Paularo: la sala Pineta, quel dancing degli anni belli

di Dino Menean

Il dancing Pineta è una sala da ballo ormai desueta a Saletti di Paularo. E come tutte le cose desuete ha in sé oltre al normale logorio causato dal tempo, un’aura di nostalgica malinconia. Non era cosí ai tempi del suo splendore. Allora si riempiva all’inverosimile nelle feste di Natale, Capodanno, Ferragosto. Si era cosí in tanti stretti e pigiati, che davvero per i ballerini risultava un impresa ardua muoversi e danzare. Quante coppie si sono avvicendate, perdute, ritrovate. Quanti amori sbocciati, vissuti e poi… finiti. Nell’arco della sua lunga attività si sono esibiti nella sua sala diversi gruppi e orchestrine. Ci hanno suonato i magnifici “Lunatici” e gli ancor piú magnifici “Alpen-Echo”. Ma io e i miei amici la preferivamo quelle domeniche estive prima e dopo le partite di calcio. La grande sala era semivuota il juke-box troneggiava nel centro. La musica si spandeva, si riversava nell’aria, giungeva fin su al paese.
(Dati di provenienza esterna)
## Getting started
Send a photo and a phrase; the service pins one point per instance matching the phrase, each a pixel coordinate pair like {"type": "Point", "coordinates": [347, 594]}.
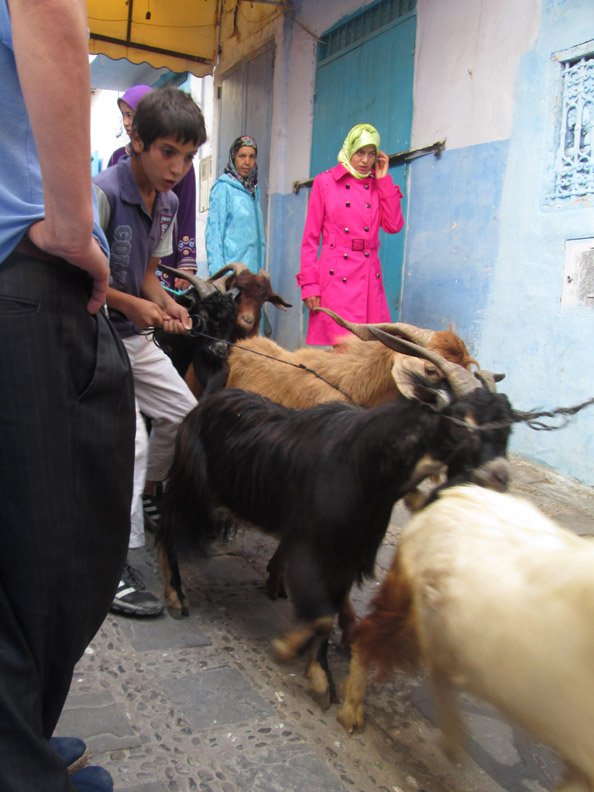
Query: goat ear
{"type": "Point", "coordinates": [437, 398]}
{"type": "Point", "coordinates": [278, 301]}
{"type": "Point", "coordinates": [404, 370]}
I piú audaci di noi si lanciavano in sfrenati “shake”. I fortunati si perdevano fluttando nel dolce ballo del mattone. Il dancing Pineta era se non il centro e il motore, sicuramente parte integrante della vita ludica di Paularo: “Ci vediamo in Pineta”. “Facciamo quattro salti in Pineta”. Ci sono passato alcuni giorni fa e un botto al cuore mi ha trattenuto. Bloccato. Vedendo il locale grigio e deserto. L’area del parcheggio invasa da erbe e cardi. E mentre me ne stavo cosí deluso e amareggiato, combattuto tra la rabbia e la tristezza mi sono visto come d’incanto giungere con il mio “600” parcheggiare, scendere con gli amici, entrare alla spicciolata. La grande sala rumoreggiava, le luci soffuse, la musica echeggiava. E lassú in un angolo confusa quella ragazzina (chissà dove sarà?) che mi aveva rubato il cuore. Quanto sono rimasto cosí in silenzio, sospeso tra sogno e realtà. Un attimo, un’eternità. Non so. Andando, perché bisogna sempre e comunque andare, ho abbracciato ancora una volta con lo sguardo il dancing Pineta. Quel che ne rimane. Un magnifico ricordo che mi piace condividere con Attilio, batterista dei “Lunatici”.